Monday, September 12, 2011

imageMaybe not since D. B. Cooper has there been a more compelling disappearing act than the Bay Area’s own Bill Millard, the wealthy one-time tech dynamo who disappeared from public view in 1990 after making a fortune as founder and CEO of the old ComputerLand stores. His drop from public sight may have also had something to do with the $100 million tax bill authorities say he owes. The Wall Street Journal says investigators confirm he’s living handsomely in the Cayman Islands, although they’ve been less successful in cracking the intricate web of financial accounts he’s stashed across the globe.
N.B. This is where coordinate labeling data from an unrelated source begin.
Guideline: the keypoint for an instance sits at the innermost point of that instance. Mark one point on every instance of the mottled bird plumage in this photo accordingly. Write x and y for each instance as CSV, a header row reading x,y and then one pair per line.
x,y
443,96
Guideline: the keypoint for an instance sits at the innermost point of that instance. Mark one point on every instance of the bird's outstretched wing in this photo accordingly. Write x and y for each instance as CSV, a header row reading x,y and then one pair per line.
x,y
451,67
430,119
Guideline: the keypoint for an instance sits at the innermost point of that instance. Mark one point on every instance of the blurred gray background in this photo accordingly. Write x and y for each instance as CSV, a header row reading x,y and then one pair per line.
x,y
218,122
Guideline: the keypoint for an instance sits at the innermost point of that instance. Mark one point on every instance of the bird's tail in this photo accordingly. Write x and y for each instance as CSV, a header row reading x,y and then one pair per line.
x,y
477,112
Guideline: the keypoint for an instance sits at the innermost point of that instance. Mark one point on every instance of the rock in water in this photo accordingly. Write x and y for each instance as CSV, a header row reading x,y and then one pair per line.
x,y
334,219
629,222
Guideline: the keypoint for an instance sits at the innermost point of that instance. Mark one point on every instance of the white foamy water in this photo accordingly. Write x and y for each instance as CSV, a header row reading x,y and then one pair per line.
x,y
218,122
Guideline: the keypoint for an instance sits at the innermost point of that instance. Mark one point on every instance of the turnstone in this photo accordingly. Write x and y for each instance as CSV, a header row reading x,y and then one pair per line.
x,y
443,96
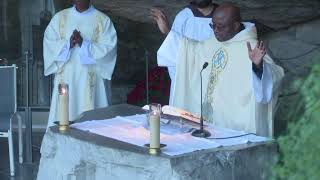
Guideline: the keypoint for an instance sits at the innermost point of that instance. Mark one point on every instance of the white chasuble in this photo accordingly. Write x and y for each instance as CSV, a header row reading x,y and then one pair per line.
x,y
82,68
232,95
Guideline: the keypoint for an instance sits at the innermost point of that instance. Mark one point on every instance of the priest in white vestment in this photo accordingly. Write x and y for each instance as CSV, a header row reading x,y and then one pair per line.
x,y
240,85
192,22
80,50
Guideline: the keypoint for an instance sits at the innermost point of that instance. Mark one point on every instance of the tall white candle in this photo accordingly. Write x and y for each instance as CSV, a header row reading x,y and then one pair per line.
x,y
154,121
63,106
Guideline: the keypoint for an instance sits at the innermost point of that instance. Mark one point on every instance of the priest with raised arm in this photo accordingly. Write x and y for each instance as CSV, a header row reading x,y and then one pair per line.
x,y
241,83
191,22
80,50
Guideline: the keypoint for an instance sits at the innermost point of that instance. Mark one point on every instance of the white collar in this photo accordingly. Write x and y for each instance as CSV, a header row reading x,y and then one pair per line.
x,y
86,12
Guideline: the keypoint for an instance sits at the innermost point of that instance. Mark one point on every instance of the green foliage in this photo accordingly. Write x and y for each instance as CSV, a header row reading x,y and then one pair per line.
x,y
300,147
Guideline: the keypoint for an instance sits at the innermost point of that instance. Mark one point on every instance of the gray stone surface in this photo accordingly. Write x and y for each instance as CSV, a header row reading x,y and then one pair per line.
x,y
84,156
296,49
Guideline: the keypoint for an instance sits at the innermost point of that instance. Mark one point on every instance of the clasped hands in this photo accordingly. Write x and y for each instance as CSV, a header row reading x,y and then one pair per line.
x,y
75,39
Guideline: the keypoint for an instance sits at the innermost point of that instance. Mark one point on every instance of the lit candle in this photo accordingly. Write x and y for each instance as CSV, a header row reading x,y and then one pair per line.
x,y
63,106
154,121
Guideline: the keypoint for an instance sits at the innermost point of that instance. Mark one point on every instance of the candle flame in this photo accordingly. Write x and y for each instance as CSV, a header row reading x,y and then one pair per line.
x,y
63,91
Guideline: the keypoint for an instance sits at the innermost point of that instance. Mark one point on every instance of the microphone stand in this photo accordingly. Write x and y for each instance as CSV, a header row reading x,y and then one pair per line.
x,y
201,132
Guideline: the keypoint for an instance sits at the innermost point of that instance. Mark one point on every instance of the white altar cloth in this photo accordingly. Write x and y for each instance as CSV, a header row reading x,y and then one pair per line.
x,y
177,137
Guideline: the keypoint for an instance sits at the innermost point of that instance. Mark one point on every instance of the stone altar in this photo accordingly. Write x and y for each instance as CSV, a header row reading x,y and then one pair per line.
x,y
79,155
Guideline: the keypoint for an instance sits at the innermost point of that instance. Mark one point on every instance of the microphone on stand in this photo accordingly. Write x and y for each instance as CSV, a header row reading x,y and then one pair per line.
x,y
201,132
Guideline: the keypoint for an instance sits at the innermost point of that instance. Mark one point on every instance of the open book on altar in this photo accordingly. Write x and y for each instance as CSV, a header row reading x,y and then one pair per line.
x,y
173,111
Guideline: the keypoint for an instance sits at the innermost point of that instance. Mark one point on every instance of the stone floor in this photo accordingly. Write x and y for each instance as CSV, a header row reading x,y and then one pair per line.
x,y
25,171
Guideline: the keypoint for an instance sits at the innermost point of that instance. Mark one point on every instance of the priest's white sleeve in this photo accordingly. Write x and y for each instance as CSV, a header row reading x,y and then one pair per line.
x,y
102,52
65,53
56,49
265,87
167,57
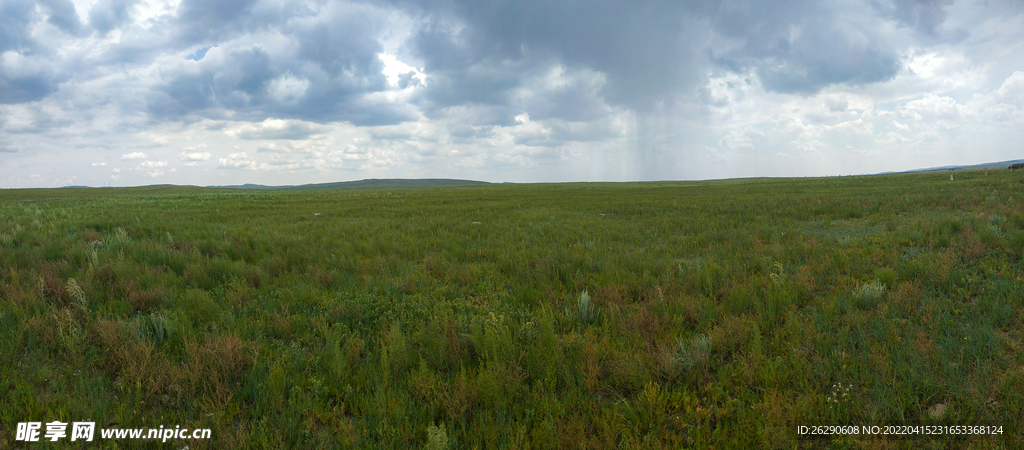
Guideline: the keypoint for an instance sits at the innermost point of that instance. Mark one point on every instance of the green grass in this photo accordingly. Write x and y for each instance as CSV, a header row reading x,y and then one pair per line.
x,y
662,315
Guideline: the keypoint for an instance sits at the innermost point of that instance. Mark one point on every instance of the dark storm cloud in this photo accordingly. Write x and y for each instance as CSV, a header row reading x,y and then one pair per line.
x,y
923,15
645,49
19,89
62,15
109,14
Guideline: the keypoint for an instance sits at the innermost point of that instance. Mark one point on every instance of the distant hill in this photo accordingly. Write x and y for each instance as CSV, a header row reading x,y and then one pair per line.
x,y
995,165
364,183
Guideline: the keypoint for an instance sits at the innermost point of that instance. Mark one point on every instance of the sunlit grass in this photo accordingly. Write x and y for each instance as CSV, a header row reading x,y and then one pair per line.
x,y
668,315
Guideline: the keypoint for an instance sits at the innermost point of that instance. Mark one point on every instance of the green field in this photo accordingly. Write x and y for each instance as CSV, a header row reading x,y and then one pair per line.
x,y
657,315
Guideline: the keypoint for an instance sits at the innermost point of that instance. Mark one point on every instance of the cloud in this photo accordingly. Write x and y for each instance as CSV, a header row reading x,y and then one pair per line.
x,y
195,156
240,161
276,129
549,90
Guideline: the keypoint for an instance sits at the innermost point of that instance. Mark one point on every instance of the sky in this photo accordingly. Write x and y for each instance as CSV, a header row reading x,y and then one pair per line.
x,y
132,92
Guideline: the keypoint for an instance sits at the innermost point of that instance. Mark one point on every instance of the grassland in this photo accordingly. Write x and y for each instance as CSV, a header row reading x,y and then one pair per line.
x,y
666,315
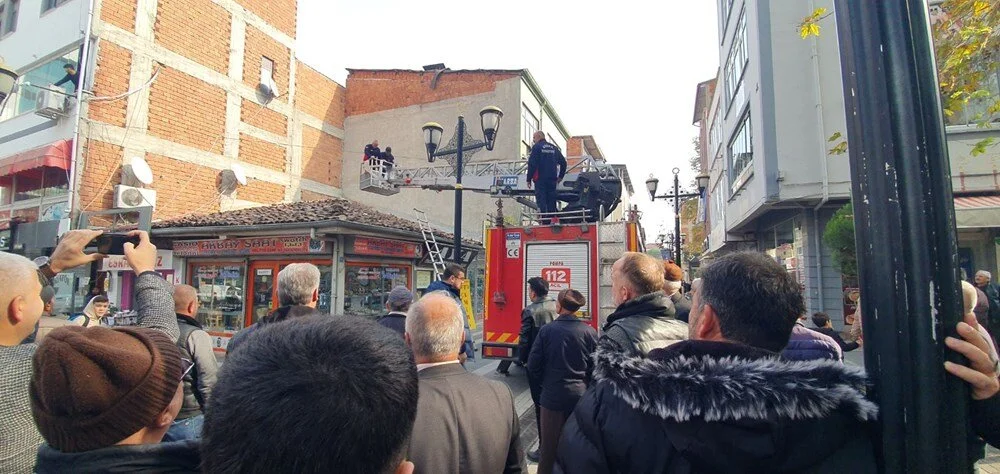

Add: For those unfamiliar, Millard was a blue-collar kid who grew up in Oakland, dropped out of USF, and for a time was head of data processing for the city of San Francisco before making his mark in computing with the IMSAI 8080, which seemed pretty nifty until a couple of kids in a garage named Jobs and Wozniak came up with something better. The “father of computer retailing” then made his fortune by founding the long-defunct ComputerLand chain in Hayward. While staying a step ahead of the tax hounds, he left behind a half-finished palace in Saipan, and at some point, the WSJ says, even acquired Irish citizenship. An excerpt:

He wasn't your typical entrepreneur. A devotee of est, a faddish self-empowerment regimen of that era, he had a fondness for aphorisms ("We're a family, not a company") and a contempt for convention. With his piercing green eyes, Mr. Millard saw himself more as a kind of philosopher king than a businessman, according to two people who worked for ComputerLand.

He and his wife, Patricia, built a Tudor mansion outside Oakland nicknamed "The St. James" and filled it with antiques, paintings and sculptures. He had a fleet of private jets at his disposal, including a Falcon 50 and a Learjet. He would work 14- and 18-hour days, fueled by peanut-butter sandwiches.